Miami-Dade school leaders reaffirmed their support for undocumented students Wednesday, joining a growing number of school districts nationwide that have publicly designated schools a safe zone in the face of more aggressive immigration enforcement policies under the Trump administration.
The Miami-Dade County School Board voted to review current laws and district policies to determine what else the district can do to protect undocumented immigrant students.
The intent, said school board member Lubby Navarro, who sponsored the item, is “to ensure that our schools are safe havens for all students and that this message resonates throughout entire communities, our neighborhoods, our barrios, so that everyone knows that our schools are safe for our children and our families.”

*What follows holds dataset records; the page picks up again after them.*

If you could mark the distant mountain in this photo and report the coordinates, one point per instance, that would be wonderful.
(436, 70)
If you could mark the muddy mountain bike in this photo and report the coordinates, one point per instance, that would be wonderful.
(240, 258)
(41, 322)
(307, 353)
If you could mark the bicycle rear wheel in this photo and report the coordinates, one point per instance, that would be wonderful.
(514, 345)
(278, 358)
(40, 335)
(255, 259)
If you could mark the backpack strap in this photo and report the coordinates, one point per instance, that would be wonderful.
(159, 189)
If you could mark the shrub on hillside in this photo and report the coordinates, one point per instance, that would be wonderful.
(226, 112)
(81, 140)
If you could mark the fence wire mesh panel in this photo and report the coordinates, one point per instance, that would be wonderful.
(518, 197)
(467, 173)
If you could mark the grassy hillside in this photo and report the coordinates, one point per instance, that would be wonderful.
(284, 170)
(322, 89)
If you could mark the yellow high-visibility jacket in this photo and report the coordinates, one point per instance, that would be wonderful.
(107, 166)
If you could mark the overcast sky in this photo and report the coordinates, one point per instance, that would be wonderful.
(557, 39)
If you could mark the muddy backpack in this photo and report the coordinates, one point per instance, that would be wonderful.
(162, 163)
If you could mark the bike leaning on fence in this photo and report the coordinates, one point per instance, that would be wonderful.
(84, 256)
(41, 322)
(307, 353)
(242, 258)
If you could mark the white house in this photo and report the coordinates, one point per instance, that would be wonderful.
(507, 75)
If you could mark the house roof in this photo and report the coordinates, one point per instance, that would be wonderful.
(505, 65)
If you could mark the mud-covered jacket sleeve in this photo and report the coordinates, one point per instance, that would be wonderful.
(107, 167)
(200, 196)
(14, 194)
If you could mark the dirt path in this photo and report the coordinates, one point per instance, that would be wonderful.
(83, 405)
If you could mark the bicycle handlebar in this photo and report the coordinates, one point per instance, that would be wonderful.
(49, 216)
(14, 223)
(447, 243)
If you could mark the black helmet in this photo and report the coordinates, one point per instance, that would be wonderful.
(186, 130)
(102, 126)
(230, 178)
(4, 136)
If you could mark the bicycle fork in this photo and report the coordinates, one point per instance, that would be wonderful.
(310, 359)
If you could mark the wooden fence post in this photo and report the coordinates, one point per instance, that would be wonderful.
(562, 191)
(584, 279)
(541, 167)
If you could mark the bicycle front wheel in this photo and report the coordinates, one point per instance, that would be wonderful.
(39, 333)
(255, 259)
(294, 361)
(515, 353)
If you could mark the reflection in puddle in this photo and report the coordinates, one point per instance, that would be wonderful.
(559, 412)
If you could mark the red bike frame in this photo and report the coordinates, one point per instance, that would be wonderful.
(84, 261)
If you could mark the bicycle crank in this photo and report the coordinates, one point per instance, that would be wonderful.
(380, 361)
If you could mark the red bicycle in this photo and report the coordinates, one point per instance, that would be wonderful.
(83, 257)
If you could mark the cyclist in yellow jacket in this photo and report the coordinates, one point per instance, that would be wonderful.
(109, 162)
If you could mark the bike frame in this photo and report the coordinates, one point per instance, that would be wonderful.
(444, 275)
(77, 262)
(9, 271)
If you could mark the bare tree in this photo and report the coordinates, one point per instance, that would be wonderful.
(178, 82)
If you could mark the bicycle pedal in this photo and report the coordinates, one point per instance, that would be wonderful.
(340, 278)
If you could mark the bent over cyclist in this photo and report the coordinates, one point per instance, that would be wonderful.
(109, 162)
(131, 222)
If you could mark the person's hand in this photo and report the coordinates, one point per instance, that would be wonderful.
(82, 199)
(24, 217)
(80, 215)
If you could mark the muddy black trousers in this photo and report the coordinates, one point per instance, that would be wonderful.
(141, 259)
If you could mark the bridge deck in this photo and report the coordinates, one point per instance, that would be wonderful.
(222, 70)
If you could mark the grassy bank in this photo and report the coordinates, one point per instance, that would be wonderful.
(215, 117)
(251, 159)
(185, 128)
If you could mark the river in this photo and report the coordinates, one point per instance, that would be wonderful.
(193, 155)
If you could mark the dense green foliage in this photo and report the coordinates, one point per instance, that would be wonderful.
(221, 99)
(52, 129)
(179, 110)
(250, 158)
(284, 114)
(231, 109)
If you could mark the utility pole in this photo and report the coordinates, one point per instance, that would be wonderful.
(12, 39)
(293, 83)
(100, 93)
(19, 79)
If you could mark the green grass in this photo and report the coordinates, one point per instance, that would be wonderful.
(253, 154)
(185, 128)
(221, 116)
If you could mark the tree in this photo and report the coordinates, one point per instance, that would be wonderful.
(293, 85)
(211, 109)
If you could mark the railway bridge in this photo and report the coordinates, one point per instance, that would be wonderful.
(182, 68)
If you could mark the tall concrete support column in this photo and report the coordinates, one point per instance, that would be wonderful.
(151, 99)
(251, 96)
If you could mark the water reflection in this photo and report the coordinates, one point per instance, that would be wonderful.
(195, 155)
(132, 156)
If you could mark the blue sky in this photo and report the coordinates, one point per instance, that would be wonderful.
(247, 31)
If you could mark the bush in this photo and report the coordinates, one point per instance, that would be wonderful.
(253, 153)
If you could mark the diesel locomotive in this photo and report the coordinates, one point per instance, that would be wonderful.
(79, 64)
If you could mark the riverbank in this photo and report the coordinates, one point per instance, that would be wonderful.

The school district already prohibits Immigration and Customs Enforcement agents from setting foot on school property or coming to education-related events without an order from a judge. ICE also discourages its agents from carrying out immigration enforcement at schools and other “sensitive locations” like hospitals and churches, Nestor Yglesias, a spokesman for the agency, said in a statement. ICE’s policy states that enforcement at these locations should be avoided except in extreme circumstances or with the approval of a high-level official.
At least a dozen residents and activists spoke in favor of the board item, including 10-year-old Jasmine Lopez, a student at Arcola Lake Elementary whose father is an undocumented immigrant and whose mother is a so-called Dreamer, an immigrant who arrived as a child and has been granted temporary immigration relief.